Bush campaign gets donation from so-called 'con man' California businessman is sought by many who say he owes them money.

May 08, 1992|By Los Angeles Times

LOS ANGELES -- Last week in Washington, the Republican Party held the single biggest political fund-raiser in American history, a lavish black tie affair that raised $9 million. The largest donation -- $400,000 -- came from Michael Kojima, a mysterious Japanese-American businessman from Los Angeles who sat at the head table with President and Barbara Bush.

The next day, party stalwarts, reporters and prominent Japanese-American businessmen began asking each other, "Who is Michael Kojima?"

The Republican Party, the party of traditional family and business values, isn't going to like the answers.

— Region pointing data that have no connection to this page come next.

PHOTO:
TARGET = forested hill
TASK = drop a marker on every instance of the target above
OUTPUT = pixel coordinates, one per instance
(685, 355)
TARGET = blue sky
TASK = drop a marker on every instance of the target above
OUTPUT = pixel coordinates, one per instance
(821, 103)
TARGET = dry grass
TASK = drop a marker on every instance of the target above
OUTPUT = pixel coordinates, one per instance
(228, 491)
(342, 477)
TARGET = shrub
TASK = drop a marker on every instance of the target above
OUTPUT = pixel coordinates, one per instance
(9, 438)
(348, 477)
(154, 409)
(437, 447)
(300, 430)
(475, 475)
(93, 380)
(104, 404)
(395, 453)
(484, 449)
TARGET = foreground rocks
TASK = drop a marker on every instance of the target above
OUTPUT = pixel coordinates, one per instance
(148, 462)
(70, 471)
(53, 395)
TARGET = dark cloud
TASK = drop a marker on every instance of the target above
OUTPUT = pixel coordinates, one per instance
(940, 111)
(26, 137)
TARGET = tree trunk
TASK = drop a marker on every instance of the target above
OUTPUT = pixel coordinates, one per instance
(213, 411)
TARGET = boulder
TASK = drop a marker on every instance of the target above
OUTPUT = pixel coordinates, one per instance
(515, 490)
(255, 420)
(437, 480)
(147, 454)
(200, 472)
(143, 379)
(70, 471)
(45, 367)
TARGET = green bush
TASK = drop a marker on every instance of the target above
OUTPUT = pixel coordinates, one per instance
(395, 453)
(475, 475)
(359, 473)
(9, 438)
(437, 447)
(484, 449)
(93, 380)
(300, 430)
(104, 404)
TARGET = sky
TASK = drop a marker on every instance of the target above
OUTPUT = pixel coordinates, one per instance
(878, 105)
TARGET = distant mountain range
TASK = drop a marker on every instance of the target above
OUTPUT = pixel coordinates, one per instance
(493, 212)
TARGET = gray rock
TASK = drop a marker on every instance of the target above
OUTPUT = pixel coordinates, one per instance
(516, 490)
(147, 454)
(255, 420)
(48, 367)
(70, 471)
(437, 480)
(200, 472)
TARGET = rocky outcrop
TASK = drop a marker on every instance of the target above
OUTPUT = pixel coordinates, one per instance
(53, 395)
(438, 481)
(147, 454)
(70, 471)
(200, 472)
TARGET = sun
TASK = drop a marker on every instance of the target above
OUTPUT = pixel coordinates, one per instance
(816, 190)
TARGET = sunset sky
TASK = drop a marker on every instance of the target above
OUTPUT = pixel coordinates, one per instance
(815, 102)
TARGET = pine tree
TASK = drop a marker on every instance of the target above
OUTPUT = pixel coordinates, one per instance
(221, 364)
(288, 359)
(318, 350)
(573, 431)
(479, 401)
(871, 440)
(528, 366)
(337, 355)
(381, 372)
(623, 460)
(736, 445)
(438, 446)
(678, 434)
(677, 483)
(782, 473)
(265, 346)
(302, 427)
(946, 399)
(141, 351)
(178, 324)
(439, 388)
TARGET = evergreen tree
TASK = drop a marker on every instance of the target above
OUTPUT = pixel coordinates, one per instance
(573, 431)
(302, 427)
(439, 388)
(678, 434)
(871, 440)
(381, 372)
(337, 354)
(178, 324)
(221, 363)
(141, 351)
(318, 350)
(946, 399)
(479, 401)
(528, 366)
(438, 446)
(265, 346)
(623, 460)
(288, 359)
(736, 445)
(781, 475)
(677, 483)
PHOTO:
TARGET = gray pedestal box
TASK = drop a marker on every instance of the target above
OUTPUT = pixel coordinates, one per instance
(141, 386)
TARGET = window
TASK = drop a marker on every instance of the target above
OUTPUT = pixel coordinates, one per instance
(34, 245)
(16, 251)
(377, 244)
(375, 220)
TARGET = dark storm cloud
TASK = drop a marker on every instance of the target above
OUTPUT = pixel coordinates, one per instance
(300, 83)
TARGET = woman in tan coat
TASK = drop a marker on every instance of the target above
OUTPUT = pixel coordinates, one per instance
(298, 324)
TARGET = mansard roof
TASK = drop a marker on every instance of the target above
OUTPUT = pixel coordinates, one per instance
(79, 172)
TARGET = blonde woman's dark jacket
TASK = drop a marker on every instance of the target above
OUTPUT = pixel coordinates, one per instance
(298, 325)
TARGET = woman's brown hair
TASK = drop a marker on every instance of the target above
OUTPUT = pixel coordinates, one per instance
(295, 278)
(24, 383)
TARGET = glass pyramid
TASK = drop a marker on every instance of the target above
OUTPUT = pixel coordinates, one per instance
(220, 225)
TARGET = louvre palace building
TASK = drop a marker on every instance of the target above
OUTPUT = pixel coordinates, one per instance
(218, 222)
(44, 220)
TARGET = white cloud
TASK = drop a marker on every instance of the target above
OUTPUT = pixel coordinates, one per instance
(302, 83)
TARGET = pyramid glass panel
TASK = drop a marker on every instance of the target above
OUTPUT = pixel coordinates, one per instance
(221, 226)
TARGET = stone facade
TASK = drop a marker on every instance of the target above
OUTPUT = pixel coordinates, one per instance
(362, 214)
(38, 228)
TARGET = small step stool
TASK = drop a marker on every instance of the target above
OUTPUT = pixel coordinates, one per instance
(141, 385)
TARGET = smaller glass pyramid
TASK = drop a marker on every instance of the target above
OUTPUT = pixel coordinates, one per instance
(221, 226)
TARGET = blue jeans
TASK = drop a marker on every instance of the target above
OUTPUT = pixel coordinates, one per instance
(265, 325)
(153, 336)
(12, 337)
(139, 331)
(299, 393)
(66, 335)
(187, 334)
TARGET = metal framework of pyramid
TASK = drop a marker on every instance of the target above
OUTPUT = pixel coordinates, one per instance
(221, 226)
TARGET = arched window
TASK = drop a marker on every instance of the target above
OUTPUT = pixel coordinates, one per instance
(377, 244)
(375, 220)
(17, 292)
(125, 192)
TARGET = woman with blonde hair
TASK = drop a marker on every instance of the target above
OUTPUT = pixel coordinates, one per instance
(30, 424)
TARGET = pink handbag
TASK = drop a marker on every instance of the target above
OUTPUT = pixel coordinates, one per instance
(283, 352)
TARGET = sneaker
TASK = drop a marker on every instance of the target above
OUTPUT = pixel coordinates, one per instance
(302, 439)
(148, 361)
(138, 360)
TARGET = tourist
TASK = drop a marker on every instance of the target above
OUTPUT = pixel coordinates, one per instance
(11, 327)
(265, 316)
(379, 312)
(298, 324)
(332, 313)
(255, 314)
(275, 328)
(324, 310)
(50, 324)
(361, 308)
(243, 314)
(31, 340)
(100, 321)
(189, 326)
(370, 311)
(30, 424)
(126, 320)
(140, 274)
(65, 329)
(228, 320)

For starters, Mr. Kojima's two teen-aged sons call him a "con man."

His company, International Marketing Bureau, from whose assets he told fund-raisers the donation came, is nine months delinquent on its California state tax return. Moreover, records show, it is run out of the office of his wife's student exchange program -- a purportedly charitable endeavor incorporated for "public benefit."

When one of Mr. Kojima's several former wives heard about her husband's generous donation this week, she burst into tears. Mr. Kojima, she said, still owes her $100,000 -- not to mention child support payments she says he failed to make over the years.

"He doesn't even support his own sons," said Soon Kojima, a Los Angeles garment designer who has a $100,000 court judgment against her former husband. "How can he give so much to the Republican Party? I do not understand. I ask President Bush, please give money back. I would be very, very appreciative. My sons need (the money) for college."

Also chasing Mr. Kojima are North Carolina flounder fishermen, Indonesian bankers, Japanese shippers, and a Los Angeles shopping center chain. All told, the party's newest deep pocket appears to be well over $1 million in debt.

Mr. Kojima's questionable past exemplifies precisely the sorts of problems that have led to widespread calls for cleaning up the virtually unlimited flow of big-money contributions into political campaigns.

In theory, current federal law limits political contributions to $5,000. But in practice, loopholes allow virtually unlimited contributions. Congress recently passed a law to place some limits on those loopholes, but Mr. Bush is expected to veto the bill.